Who Has the Power to Remove a Trustee?

In New Zealand, it was historically quite a complicated process to remove an incapacitated trustee. However, it has been streamlined and simplified by the Trusts Act 2019, which came into effect 30 January 2021. The law provides that: 

  • the person named in the trust deed with the power to remove trustees may remove trustees;
  • if no one is named in the trust deed as having the power to remove trustees, or the person who does is unwilling or unable to act, then the remaining trustees have the power of removal; and
  • if no one is named in the trust deed with the power to remove trustees and there are no remaining trustees who can, then the power falls to either:
    • a person holding an enduring power of attorney over the property of a mentally incapable trustee; or 
    • a property manager appointed under the Protection of Personal and Property Rights Act 1988 to manage the trustee’s property.

It follows that the trust deed should set out the person with the power to remove trustees. Likewise, in most other cases, the power will fall to the other trustees. If the trust deed relating to your trust is not clear on this point, you should seek legal advice. Engaging a lawyer is particularly vital if one of your trustees is incapacitated. 

How Does the Process for Removing a Trustee Work?

There are a few essential issues to consider when removing a trustee. One such element is the notice period. When removing a trustee, you must give them 20 working days’ written notice for their removal. However, if the trustee has a property manager appointed or a trustee corporation managing their property, the notice will take effect immediately.

You will also need to ensure all necessary parties sign the deed when removing the trustee (and appointing any replacement trustee). This deed will ensure that the trust property ownership is taken away from existing trustees and vested in the new or continuing trustees. You can then provide a copy of the deed (together with a statutory declaration by the new or continuing trustees) for any matters where you must notify or register the change formally.

For example, if the trust owns land, it must update the title. You should seek legal advice on the form of this deed to ensure it operates in this way. 

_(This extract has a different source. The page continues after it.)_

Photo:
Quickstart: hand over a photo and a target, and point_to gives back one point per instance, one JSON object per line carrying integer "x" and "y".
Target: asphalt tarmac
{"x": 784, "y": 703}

The trust deed is again the most important document to check first in terms of who can appoint a replacement or successor trustee. The trust deed will generally specify who can appoint a replacement trustee. If the trust deed does not specify this, or the appointed person is unable or unwilling to act, then who can do so depends on the reason for the replacement. For instance, if a trustee has retired or has died, the remaining trustees can appoint a replacement trustee. 

Key Takeaways

There are many reasons why you may want to remove a trustee from a trust in New Zealand. This is particularly if you have an incapacitated trustee or they cannot otherwise fulfil their duties as a trustee. To change the trustee of your trust, you should first refer to the trust deed. Note which person has the power to remove trustees (and appoint a new or successor trustee). It can be a good idea to get legal advice if the trust deed is not clear on this point, as the power will then typically fall to the remaining trustees of the trust.

If you want to know more about how to remove trustees from different trusts, contact LegalVision’s New Zealand business lawyers on 0800 005 570 or complete the form on this page.

Frequently Asked Questions

Who can remove a trust’s incapacitated trustee?

Whoever receives that power in the trust deed. If the trust deed does not clearly set out who has the power to remove trustees, the remaining trustees can do so.

Can a replacement or successor trustee be appointed?

Yes, a new trustee can be appointed. The trust deed should set out the process for appointing a replacement or successor trustee. Again, if it does not do so, the remaining trustees can usually appoint a new trustee.

How much notice should removed trustees receive?

Removed trustees should receive at least 20 working days’ notice.